J G Ballard reviews High Tide 18 March 04
“Have exaggerated fears about the weather replaced our dread of nuclear war?” So asks the renowned novelist J G Ballard at the start of his Evening Standard review of my book High Tide. Ballard is clearly no sceptic: indeed he acknowledges that “melting ice-caps, coastal flooding and the creation of vast new deserts threaten our entire way of life”. Indeed, climate catastrophe is “a harrowing prospect, brilliantly set out by Lynas”. So far so good. But my contention that “for most city dwellers, cars are an unnecessary luxury” raises Ballard’s hackles. My solutions to climate change, he claims, “are more apocalyptic than the problem”. Why? Because “most of us prefer our sun-loungers and traffic jams, and will lie back contentedly until the Tarmac begins to boil off our roads, gazing at our banana trees and thoroughly enjoying the direst warnings in well-intentioned but somehow overwrought books like this one”. Hmmmm. I must admit, this leaves me a trifle confused. Is Ballard advocating anything other than a sort of paralysed fatalism? It doesn’t seem so.
Comments
William Ross
March 26th, 2004 at 11:34 AM
Ballard is a commentator, not an advocate.
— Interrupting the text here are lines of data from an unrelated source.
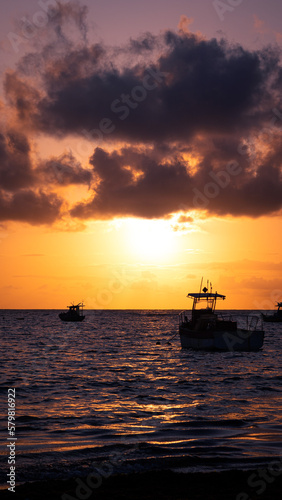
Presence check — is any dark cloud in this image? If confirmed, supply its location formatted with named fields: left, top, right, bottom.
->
left=0, top=190, right=62, bottom=225
left=0, top=130, right=33, bottom=191
left=0, top=2, right=282, bottom=224
left=36, top=153, right=92, bottom=186
left=71, top=141, right=282, bottom=222
left=6, top=32, right=281, bottom=142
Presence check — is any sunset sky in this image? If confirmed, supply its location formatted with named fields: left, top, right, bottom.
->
left=0, top=0, right=282, bottom=309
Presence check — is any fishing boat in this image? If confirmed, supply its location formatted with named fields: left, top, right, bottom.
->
left=59, top=303, right=85, bottom=321
left=179, top=284, right=264, bottom=351
left=261, top=302, right=282, bottom=323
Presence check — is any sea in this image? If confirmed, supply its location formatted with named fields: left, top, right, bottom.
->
left=0, top=310, right=282, bottom=488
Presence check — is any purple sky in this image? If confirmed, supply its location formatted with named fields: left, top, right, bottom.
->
left=0, top=0, right=282, bottom=55
left=0, top=0, right=282, bottom=224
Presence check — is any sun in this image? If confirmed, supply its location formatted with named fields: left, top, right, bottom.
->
left=127, top=219, right=177, bottom=263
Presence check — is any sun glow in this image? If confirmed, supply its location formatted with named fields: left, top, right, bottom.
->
left=124, top=219, right=177, bottom=263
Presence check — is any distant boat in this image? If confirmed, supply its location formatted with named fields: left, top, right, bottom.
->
left=59, top=303, right=85, bottom=321
left=261, top=302, right=282, bottom=323
left=179, top=285, right=264, bottom=351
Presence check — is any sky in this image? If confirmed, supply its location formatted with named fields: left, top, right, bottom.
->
left=0, top=0, right=282, bottom=310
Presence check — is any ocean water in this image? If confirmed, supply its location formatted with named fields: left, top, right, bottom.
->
left=0, top=310, right=282, bottom=486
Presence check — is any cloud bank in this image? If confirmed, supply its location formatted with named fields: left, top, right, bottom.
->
left=0, top=4, right=282, bottom=224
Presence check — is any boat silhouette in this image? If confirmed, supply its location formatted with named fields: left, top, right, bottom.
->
left=59, top=302, right=85, bottom=321
left=261, top=302, right=282, bottom=323
left=179, top=285, right=264, bottom=351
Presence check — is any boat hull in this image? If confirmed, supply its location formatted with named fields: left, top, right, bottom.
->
left=262, top=314, right=282, bottom=323
left=179, top=325, right=264, bottom=351
left=59, top=313, right=85, bottom=322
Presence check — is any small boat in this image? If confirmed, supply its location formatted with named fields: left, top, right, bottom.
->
left=261, top=302, right=282, bottom=323
left=59, top=303, right=85, bottom=321
left=179, top=285, right=264, bottom=351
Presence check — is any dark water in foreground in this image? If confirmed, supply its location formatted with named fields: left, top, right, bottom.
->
left=0, top=311, right=282, bottom=486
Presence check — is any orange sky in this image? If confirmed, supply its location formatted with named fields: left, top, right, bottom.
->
left=0, top=2, right=282, bottom=310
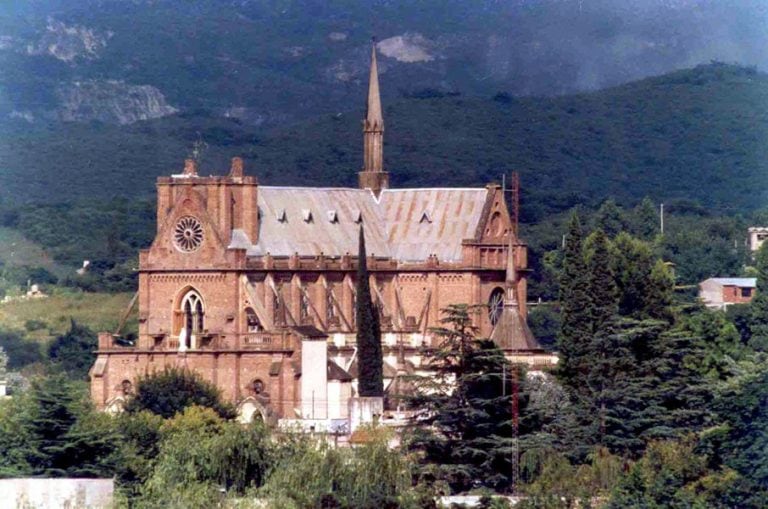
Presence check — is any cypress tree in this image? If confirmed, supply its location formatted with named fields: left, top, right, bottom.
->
left=595, top=199, right=627, bottom=238
left=633, top=196, right=659, bottom=240
left=355, top=225, right=384, bottom=396
left=557, top=212, right=593, bottom=385
left=587, top=229, right=618, bottom=333
left=613, top=233, right=655, bottom=319
left=645, top=260, right=675, bottom=322
left=408, top=305, right=536, bottom=492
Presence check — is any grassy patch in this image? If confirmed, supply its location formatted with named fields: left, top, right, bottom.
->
left=0, top=227, right=65, bottom=276
left=0, top=292, right=138, bottom=341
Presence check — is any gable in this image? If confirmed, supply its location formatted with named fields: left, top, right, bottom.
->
left=148, top=187, right=231, bottom=267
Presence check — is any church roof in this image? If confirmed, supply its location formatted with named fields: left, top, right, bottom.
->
left=491, top=303, right=543, bottom=351
left=243, top=186, right=489, bottom=262
left=380, top=188, right=488, bottom=262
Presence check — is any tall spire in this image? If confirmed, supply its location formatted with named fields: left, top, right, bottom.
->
left=365, top=42, right=384, bottom=131
left=359, top=40, right=389, bottom=196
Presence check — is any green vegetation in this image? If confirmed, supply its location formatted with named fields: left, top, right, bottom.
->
left=0, top=64, right=768, bottom=222
left=355, top=225, right=384, bottom=397
left=125, top=368, right=235, bottom=419
left=0, top=290, right=138, bottom=343
left=407, top=305, right=528, bottom=492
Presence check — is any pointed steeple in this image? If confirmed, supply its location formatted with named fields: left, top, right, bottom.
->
left=359, top=41, right=389, bottom=196
left=365, top=43, right=384, bottom=131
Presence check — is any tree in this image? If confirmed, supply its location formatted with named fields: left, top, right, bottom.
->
left=409, top=305, right=530, bottom=491
left=0, top=329, right=43, bottom=370
left=749, top=242, right=768, bottom=351
left=643, top=260, right=675, bottom=323
left=139, top=406, right=274, bottom=508
left=606, top=435, right=768, bottom=509
left=557, top=212, right=593, bottom=384
left=48, top=319, right=98, bottom=380
left=715, top=354, right=768, bottom=491
left=125, top=368, right=235, bottom=419
left=355, top=225, right=384, bottom=396
left=632, top=196, right=659, bottom=241
left=613, top=233, right=655, bottom=319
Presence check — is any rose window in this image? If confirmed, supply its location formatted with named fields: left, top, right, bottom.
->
left=488, top=288, right=504, bottom=325
left=173, top=216, right=203, bottom=253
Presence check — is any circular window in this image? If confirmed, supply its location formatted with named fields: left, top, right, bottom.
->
left=488, top=288, right=504, bottom=325
left=173, top=216, right=203, bottom=253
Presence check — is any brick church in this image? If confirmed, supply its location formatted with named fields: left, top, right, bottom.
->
left=90, top=47, right=551, bottom=422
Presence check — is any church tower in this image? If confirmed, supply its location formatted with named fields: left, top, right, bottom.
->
left=359, top=43, right=389, bottom=196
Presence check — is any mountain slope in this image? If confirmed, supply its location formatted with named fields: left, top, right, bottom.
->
left=0, top=64, right=768, bottom=215
left=0, top=0, right=768, bottom=125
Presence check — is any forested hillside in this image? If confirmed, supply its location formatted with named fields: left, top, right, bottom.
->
left=0, top=64, right=768, bottom=220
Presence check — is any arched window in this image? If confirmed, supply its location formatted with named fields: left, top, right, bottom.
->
left=245, top=308, right=261, bottom=332
left=179, top=290, right=205, bottom=351
left=488, top=288, right=504, bottom=325
left=272, top=286, right=285, bottom=326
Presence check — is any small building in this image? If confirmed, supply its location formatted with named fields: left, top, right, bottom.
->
left=699, top=277, right=757, bottom=309
left=747, top=226, right=768, bottom=253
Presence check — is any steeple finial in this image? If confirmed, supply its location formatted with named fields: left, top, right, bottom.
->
left=365, top=37, right=384, bottom=130
left=359, top=39, right=389, bottom=196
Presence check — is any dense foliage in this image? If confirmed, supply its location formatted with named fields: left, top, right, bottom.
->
left=48, top=320, right=98, bottom=380
left=355, top=225, right=384, bottom=397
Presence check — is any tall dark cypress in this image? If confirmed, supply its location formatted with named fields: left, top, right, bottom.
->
left=749, top=242, right=768, bottom=352
left=355, top=225, right=384, bottom=396
left=557, top=212, right=593, bottom=385
left=585, top=229, right=618, bottom=334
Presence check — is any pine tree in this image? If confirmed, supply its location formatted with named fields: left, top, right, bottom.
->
left=48, top=319, right=97, bottom=380
left=633, top=196, right=659, bottom=240
left=643, top=260, right=675, bottom=322
left=409, top=305, right=535, bottom=491
left=595, top=199, right=627, bottom=238
left=587, top=229, right=618, bottom=333
left=355, top=225, right=384, bottom=397
left=557, top=212, right=593, bottom=384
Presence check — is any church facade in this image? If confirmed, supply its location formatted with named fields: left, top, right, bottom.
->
left=90, top=48, right=550, bottom=421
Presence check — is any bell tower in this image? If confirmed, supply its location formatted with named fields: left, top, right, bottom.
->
left=359, top=43, right=389, bottom=196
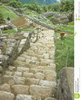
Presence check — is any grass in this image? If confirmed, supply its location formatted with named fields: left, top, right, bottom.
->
left=18, top=28, right=34, bottom=32
left=2, top=29, right=16, bottom=34
left=54, top=23, right=74, bottom=79
left=2, top=28, right=34, bottom=34
left=55, top=22, right=74, bottom=33
left=24, top=9, right=39, bottom=18
left=0, top=5, right=18, bottom=20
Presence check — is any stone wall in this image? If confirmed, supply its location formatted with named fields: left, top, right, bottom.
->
left=0, top=33, right=30, bottom=67
left=57, top=67, right=74, bottom=100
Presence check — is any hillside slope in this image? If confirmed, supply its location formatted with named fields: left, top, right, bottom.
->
left=19, top=0, right=74, bottom=5
left=0, top=5, right=18, bottom=20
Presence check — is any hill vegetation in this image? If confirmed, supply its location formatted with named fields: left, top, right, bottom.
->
left=0, top=5, right=18, bottom=22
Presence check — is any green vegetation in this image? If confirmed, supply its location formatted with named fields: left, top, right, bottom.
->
left=18, top=28, right=34, bottom=32
left=8, top=0, right=22, bottom=8
left=54, top=23, right=74, bottom=78
left=2, top=28, right=34, bottom=34
left=0, top=6, right=18, bottom=20
left=55, top=22, right=74, bottom=33
left=24, top=0, right=74, bottom=13
left=0, top=13, right=4, bottom=24
left=23, top=4, right=42, bottom=14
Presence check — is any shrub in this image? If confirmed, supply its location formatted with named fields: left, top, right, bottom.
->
left=0, top=13, right=5, bottom=24
left=8, top=0, right=22, bottom=8
left=60, top=0, right=74, bottom=12
left=24, top=4, right=42, bottom=13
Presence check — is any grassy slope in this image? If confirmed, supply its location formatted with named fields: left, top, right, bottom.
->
left=0, top=5, right=18, bottom=20
left=55, top=23, right=74, bottom=77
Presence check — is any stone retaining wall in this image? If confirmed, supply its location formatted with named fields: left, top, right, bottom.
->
left=0, top=33, right=30, bottom=67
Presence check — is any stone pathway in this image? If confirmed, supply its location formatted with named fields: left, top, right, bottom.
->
left=0, top=29, right=56, bottom=100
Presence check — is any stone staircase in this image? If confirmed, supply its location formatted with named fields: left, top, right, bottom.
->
left=0, top=29, right=56, bottom=100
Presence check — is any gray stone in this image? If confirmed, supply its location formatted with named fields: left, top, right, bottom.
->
left=34, top=72, right=44, bottom=80
left=12, top=85, right=29, bottom=95
left=26, top=78, right=39, bottom=85
left=0, top=84, right=11, bottom=92
left=16, top=94, right=36, bottom=100
left=14, top=77, right=25, bottom=85
left=30, top=85, right=51, bottom=100
left=0, top=91, right=14, bottom=100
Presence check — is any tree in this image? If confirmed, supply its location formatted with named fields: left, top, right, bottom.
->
left=34, top=0, right=37, bottom=5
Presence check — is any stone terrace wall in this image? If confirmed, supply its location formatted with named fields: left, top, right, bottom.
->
left=57, top=67, right=74, bottom=100
left=0, top=33, right=30, bottom=67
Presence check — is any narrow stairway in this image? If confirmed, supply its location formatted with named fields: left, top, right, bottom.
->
left=0, top=29, right=56, bottom=100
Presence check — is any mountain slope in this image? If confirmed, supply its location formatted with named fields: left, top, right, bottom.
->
left=19, top=0, right=59, bottom=5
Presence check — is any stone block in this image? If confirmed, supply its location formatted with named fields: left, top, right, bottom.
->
left=16, top=94, right=36, bottom=100
left=30, top=85, right=51, bottom=100
left=0, top=91, right=14, bottom=100
left=12, top=85, right=29, bottom=95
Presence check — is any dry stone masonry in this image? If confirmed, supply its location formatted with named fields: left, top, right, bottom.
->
left=0, top=28, right=56, bottom=100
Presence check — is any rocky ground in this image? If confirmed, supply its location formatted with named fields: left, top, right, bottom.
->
left=0, top=28, right=56, bottom=100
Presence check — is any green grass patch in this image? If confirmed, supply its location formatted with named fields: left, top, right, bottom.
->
left=2, top=28, right=34, bottom=34
left=55, top=35, right=74, bottom=78
left=55, top=22, right=74, bottom=33
left=54, top=22, right=74, bottom=78
left=18, top=28, right=34, bottom=32
left=2, top=29, right=16, bottom=34
left=0, top=5, right=18, bottom=20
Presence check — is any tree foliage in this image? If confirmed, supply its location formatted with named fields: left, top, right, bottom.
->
left=8, top=0, right=22, bottom=8
left=0, top=13, right=4, bottom=24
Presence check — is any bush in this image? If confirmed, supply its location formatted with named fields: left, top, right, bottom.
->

He won’t be evaluating his article in terms of the course of action it promotes or the change it might achieve. He’ll be trying to say something a. cool b. true c. clever and d. 300 words long.
Dano
July 22nd, 2005 at 12:03 AM
Hey, check it out: K&T is mentioned here – I excerpted this paper in my other post. Were you first, or me? :o)
Anyway, nice find Mark. Nice explanation in simple language. Will the non-blog media read it?